S4, judging the uplink and downlink directions of the bus station by adopting a geometric vector cross product calculation algorithm.
The method for judging the uplink and downlink directions of the bus station by adopting the geometric vector cross product calculation algorithm comprises the following steps of:
s41, acquiring longitude and latitude coordinates of a previous bus stop, a current bus stop and a next bus stop;
s42, calculating a difference value of longitude and latitude coordinates, if the difference value is larger than 0, marking the next bus stop as an uplink direction, and if the difference value is smaller than 0, marking the next bus stop as a downlink direction.
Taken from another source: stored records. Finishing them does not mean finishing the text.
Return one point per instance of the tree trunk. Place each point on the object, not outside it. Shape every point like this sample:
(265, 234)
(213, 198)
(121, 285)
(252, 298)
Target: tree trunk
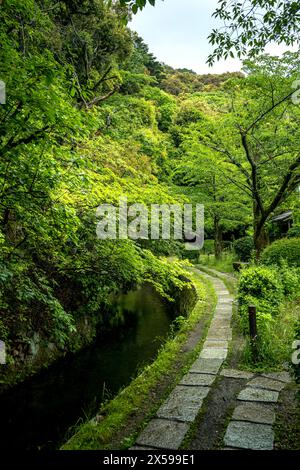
(218, 238)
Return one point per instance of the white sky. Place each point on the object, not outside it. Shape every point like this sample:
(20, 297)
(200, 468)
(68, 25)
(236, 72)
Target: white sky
(176, 32)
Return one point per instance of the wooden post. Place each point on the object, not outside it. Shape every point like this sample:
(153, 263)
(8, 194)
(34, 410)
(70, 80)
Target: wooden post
(253, 330)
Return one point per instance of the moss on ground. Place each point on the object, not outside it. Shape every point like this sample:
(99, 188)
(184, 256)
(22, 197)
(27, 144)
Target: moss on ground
(120, 420)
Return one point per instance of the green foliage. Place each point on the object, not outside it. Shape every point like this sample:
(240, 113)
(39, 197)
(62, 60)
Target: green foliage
(269, 288)
(294, 232)
(244, 248)
(259, 286)
(297, 363)
(285, 249)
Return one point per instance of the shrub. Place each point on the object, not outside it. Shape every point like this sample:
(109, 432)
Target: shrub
(290, 279)
(243, 248)
(287, 249)
(294, 232)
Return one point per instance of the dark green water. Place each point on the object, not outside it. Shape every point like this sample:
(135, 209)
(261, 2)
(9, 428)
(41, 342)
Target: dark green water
(39, 413)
Specifically, the object of the calculation geometry research is a geometric figure, wherein the application scene of the vector cross product algorithm based on the calculation geometry is wider, and the method comprises the steps of judging the turning direction of a broken line, judging which side of a straight line a point is, judging whether two straight lines intersect or not, and the like, for a line segment P with a common endpoint 0 P 1 And P 1 P 2 By calculating (P 2 -P 0 )×(P 1 -P 0 ) The sign of (2) may determine the turning direction of the fold line segment.
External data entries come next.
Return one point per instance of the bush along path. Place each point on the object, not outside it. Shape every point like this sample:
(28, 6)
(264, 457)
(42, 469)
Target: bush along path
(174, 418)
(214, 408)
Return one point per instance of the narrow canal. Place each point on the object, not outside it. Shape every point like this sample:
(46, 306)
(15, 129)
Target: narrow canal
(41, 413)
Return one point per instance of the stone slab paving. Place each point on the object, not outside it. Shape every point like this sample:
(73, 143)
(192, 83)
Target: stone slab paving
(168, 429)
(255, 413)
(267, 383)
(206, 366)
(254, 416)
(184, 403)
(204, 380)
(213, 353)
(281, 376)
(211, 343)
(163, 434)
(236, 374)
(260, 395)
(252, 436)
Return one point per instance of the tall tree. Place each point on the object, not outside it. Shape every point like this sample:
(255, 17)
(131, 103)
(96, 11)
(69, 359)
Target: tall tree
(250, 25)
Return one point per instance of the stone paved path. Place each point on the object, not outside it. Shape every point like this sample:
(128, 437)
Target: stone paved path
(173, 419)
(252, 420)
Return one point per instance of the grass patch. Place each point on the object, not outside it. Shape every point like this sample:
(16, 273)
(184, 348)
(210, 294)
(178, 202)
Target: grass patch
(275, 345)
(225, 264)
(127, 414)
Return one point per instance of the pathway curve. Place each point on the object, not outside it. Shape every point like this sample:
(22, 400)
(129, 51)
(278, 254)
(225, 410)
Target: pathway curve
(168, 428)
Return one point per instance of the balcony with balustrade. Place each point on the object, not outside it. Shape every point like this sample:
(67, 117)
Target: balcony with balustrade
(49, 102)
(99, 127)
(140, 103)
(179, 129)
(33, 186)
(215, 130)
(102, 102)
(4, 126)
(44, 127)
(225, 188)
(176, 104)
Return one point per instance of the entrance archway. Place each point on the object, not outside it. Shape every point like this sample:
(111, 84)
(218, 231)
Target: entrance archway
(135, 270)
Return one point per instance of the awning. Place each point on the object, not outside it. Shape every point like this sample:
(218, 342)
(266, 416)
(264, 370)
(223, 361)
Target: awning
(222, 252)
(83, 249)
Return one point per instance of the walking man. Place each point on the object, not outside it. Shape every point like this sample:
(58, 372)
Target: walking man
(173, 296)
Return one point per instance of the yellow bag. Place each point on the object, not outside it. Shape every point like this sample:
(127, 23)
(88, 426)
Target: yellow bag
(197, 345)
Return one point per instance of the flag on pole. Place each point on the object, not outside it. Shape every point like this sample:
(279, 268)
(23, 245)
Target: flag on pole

Specifically, the method of vector cross product algorithm based on computational geometry combines the previous site (X 1 ,Y 1 ) Current site (X) 2 ,Y 2 ) Next station (X) 3 ,Y 3 ) Is determined (X) 1 -X 3 )×(Y 2 -Y 3 )-(X 2 -X 3 )×(Y 1 -Y 3 ) If the value of the bus is greater than 0, the next bus stop is marked as ascending, otherwise, the next bus stop is marked as descending.
S5, calculating the geometric center of the bus stop based on the uplink and downlink directions of the bus stop.
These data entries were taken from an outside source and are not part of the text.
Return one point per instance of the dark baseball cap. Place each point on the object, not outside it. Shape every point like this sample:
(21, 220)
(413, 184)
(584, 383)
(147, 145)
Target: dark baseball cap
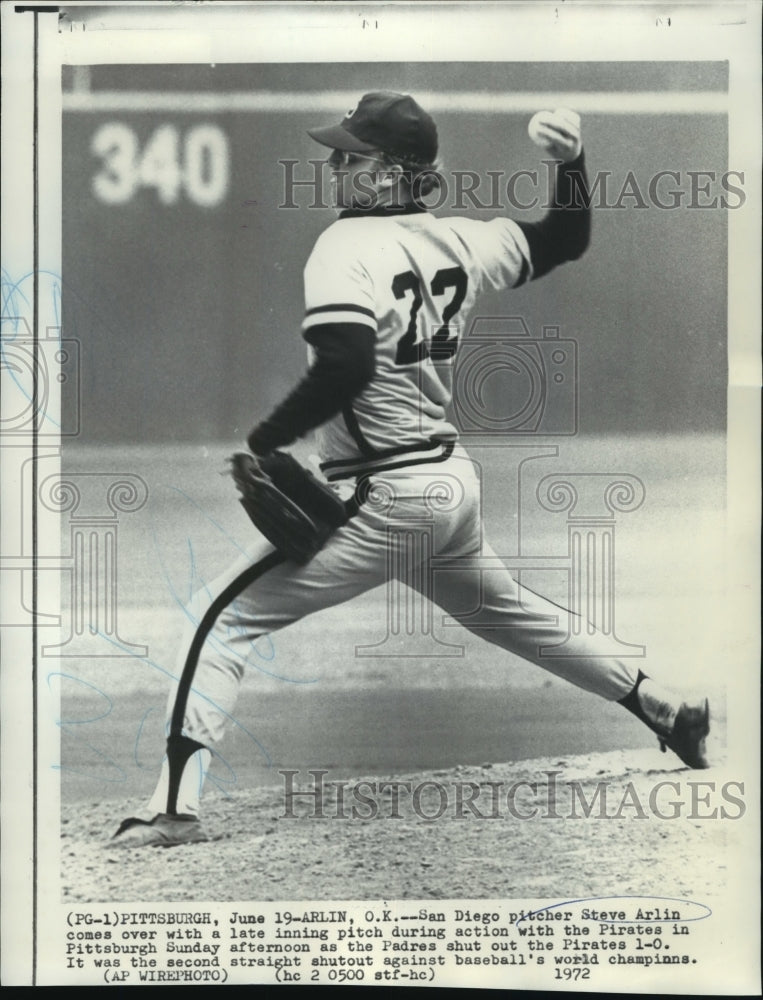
(391, 123)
The geometric center calculation for the bus stop based on the uplink and downlink directions of the bus stop comprises the following steps:
s51, calculating geometric centers of different coordinates of the same station based on the uplink and downlink directions of the bus station;
s52, grouping the site names of repeated sites with non-overlapping spatial positions, the uplink and downlink directions of the sites and the distances according to a preset distinguishing threshold;
and S53, calculating the geometric center point coordinates of each group by using an arithmetic average value, and taking the geometric center point coordinates as the coordinates of the station.
Specifically, after the uplink and downlink directions are judged, geometric center calculation is performed on a plurality of identical sites and different coordinates; for repeated sites with non-overlapping spatial positions, calculating the coordinates of the geometric center points of the repeated sites by grouping to serve as the coordinates of the sites; meanwhile, more than 2 sites with the same name at the intersection are considered to comprise uplink and downlink; when the grouping is set, 50 meters are used as thresholds for distinguishing different stations; grouping according to site names, uplink and downlink labels and 3 indexes, and calculating the geometric center point of each group through arithmetic average.
Specifically, pandas is a preferred library of Python data analysis, and is a Python data analysis package based on NumPy, for providing a powerful and efficient data structure and data processing method.
On the basis of using a DataFrame data structure, the group bypass method of Pandas is adopted to group bus station data according to requirements, and then the geometric center point coordinates of each group are obtained, namely the coordinates of the station.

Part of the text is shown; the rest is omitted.